Le Congrès américain adopte l’accord sur la dette publique
Entamé sous des auspices encourageants, le mandat de M. Barack Obama ressemble de plus en plus à une succession d’épreuves. En particulier pour les partisans du président des Etats-Unis. L’accord que ce dernier vient de parrainer avec la majorité républicaine de la Chambre des représentants (en dépit de leur déroute électorale de novembre dernier, les démocrates conservent le contrôle du Sénat) est mauvais à au moins trois titres :
1) Il constitue une capitulation de la Maison Blanche sur un point sensible, celui d’un éventuel relèvement des impôts. M. Obama a en effet accepté que la totalité de la réduction envisagée du déficit budgétaire américain intervienne sous la forme d’amputations de crédits publics, civils et militaires. Il y a seulement trois mois, même les républicains les plus optimistes n’auraient jamais envisagé une telle issue. Pourtant, le niveau d’imposition aux Etats-Unis atteint presque son plus bas niveau historique (en particulier pour les grosses fortunes) alors que, dans un contexte économique difficile, avec un chômage important (9,2 %), les dépenses sociales représentent un filet de sécurité plus que jamais nécessaire (surtout pour les familles modestes et les classes moyennes). Là, les sacrifices vont – une fois de plus – épargner les privilégiés. Il est vrai que ce sont aussi ceux qui financent les campagnes électorales (1).
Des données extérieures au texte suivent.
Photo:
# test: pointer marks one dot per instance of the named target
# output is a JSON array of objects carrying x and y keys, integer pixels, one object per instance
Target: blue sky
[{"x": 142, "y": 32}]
2) L’accord entériné par les deux chambres du Congrès américain témoigne par ailleurs de la perte d’autorité et de stature du président des Etats-Unis, au moment où se prépare l’élection présidentielle de novembre 2012. Après avoir laborieusement négocié avec ses adversaires politiques, après s’être situé à leur niveau, M. Obama leur cède sur l’essentiel. Une fois encore, ses actions ne sont pas à la hauteur de ses propos ; sa présidence s’en trouve dévaluée. La manie « centriste » du compromis qui caractérise M. Obama va entraîner une perte d’enthousiasme de ses partisans, déjà moroses, et elle va pénaliser sa candidature à un second mandat. De fait, même les parlementaires censés soutenir le président américain ont rechigné devant les concessions extravagantes de la Maison Blanche : à la Chambre des représentants, la moitié des élus démocrates ont ainsi voté contre l’accord budgétaire (95 pour, 95 contre) alors que trois quarts des parlementaires républicains votaient en sa faveur (174 contre 66).
3) Les mesures d’austérité que ce plan entérine interviennent au plus mauvais moment, alors que les Etats-Unis semblent entrer – ou retomber – en récession. D’une certaine manière, celle-ci avait été amortie par un plan de relance. Alors que la consommation des ménages baisse et que la production industrielle patine, l’économie américaine se voit à présent injecter une dose d’austérité.
Bien sûr, le plafond de la dette publique est relevé, mais cette opération serait restée très banale, presque automatique (elle est intervenue soixante-dix huit fois depuis 1960…), si les républicains n’avaient pas fait chanter – et fait céder – le président des Etats-Unis en échange d’un nouveau relèvement. De leur point de vue, l’opération d’extorsion est très réussie. Nul doute qu’elle sera répétée sous peu.
Un plan draconien d’inspiration républicaine, une présidence diminuée, une récession qui menace : toutes les conditions se mettent en place pour une campagne présidentielle dont les démocrates ont tout à redouter.
LE MONDE DIPLOMATIQUE
(1) Lire, dans le numéro d’août du Monde diplomatique, l’article de Robert W. McChesney et John Nichols, « Aux Etats-Unis, médias, pouvoir et argent achèvent leur fusion ».